If you want to import only the new stuff from a directory, use the -i option to run an incremental import. With this flag, beets will keep track of every directory it ever imports and avoid importing them again. This is useful if you have an “incoming” directory that you periodically add things to. To get this to work correctly, you’ll need to use an incremental import every time you run an import on the directory in question—including the first time, when no subdirectories will be skipped. So consider enabling the incremental configuration option.

I wish I’d known about the need to “use an incremental import every time you run an import on the directory in question — including the first time” - it took near on 24 hours to import my library without doing any matching. :grimacing:

In any event, given my import options I’m assuming beets hasn’t skipped any subdirectories in its initial import? To see whether there are any changes to what’s written to the beets database with the incremental directive on or off using the configuration and import command as shown above I renamed my database and reran the import with and without -i, but pointed to a folder with two subdirectories. Looking at the two databases I don’t see any difference in what beets has written with and without the -i directive.

Before I invest further time updating my initial database I have three questions:

  • are my assumptions sound regarding the above-mentioned configuration and import options not being affected by the -i directive being present or absent?
  • how do I then get beets to rescan the library adding only new directories and deleting any that may no longer exist?
  • how does beets handle pruned and/or grafted subdirectories (representing albums) that have been moved around or deleted within the directory structure?

It’s true—beets doesn’t keep track of the incremental-import state in the database. Instead, that goes in a special file on the side, called state.pickle, in the beets configuration directory (usually ~/.config/beets).
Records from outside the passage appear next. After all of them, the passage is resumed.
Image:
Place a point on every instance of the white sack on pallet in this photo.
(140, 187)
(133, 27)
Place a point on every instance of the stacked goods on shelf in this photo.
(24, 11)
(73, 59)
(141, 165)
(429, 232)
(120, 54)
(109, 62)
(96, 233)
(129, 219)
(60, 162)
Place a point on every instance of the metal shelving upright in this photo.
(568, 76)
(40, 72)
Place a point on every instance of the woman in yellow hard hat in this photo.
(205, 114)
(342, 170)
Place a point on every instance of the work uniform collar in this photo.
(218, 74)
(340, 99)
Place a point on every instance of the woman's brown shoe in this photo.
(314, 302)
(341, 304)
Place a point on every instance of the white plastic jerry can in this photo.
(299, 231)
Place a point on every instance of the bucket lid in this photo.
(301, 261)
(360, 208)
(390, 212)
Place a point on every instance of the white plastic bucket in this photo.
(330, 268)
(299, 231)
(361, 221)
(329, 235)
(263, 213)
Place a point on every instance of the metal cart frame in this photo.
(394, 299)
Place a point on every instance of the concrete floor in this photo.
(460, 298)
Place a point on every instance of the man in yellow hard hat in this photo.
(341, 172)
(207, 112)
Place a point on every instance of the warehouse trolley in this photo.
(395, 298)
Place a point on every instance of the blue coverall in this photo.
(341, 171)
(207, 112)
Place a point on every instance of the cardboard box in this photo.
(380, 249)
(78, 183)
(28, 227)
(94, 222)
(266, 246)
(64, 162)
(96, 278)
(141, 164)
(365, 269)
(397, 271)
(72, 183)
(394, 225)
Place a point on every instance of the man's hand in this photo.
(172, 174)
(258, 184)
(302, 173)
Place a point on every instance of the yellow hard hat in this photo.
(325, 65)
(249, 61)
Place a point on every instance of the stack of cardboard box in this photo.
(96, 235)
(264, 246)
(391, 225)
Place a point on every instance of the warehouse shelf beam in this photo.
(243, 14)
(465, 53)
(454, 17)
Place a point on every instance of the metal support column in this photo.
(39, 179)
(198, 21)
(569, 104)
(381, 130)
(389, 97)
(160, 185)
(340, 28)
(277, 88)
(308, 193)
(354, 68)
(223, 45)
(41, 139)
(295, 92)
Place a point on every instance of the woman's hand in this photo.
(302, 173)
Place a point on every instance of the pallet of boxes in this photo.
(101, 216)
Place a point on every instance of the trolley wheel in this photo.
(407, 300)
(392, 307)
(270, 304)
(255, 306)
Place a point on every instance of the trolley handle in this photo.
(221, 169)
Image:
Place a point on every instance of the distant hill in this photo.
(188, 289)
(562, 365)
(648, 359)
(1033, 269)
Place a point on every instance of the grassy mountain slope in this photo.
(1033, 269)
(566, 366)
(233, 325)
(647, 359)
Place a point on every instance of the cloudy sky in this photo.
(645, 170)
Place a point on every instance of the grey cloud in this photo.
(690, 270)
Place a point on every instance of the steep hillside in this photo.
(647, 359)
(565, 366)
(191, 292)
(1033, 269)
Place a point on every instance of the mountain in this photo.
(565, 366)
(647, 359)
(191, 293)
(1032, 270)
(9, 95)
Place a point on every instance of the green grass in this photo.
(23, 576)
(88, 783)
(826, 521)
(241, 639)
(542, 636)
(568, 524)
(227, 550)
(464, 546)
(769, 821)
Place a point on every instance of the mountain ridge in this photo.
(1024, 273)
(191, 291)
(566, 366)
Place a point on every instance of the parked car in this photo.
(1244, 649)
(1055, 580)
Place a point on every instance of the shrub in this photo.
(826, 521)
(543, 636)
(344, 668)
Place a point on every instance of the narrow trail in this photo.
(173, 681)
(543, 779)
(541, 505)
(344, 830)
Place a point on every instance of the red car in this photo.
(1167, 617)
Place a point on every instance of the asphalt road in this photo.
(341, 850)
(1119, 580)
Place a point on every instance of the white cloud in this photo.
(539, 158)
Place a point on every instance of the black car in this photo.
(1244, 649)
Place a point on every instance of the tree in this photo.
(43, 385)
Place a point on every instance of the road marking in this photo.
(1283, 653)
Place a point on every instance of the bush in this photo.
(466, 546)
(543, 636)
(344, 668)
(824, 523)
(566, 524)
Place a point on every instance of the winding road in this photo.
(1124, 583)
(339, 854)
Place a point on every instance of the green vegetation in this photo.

Beets actually has two different answers to these two questions:

  • For new music, that’s what incremental import mode is for. However, it can get a little confusing when you’re importing to the same directory you’re importing from. That’s why the Getting Started guide recommends keeping the “inbox” separate from the “library” to keep this straight. But it should still probably work, most of the time, for in-place imports!
  • For deleted music, that’s (half of) what the update command does.

Beets does not really have an answer for this beyond just letting you remove them and then import them again in their new location. This is because I think a good solution to tracking “moves” would be impossible! The filesystem doesn’t actually keep track of moves & renames—it just looks like one file disappeared and a new one appeared. So beets could try to do something like scan for files that have identical contents, but that would require (a) merely guessing about what moves happened in the past, and (b) computing, storing, and keeping up to date hashes of the contents, which would be extremely costly in the “common case” even when it’s never used.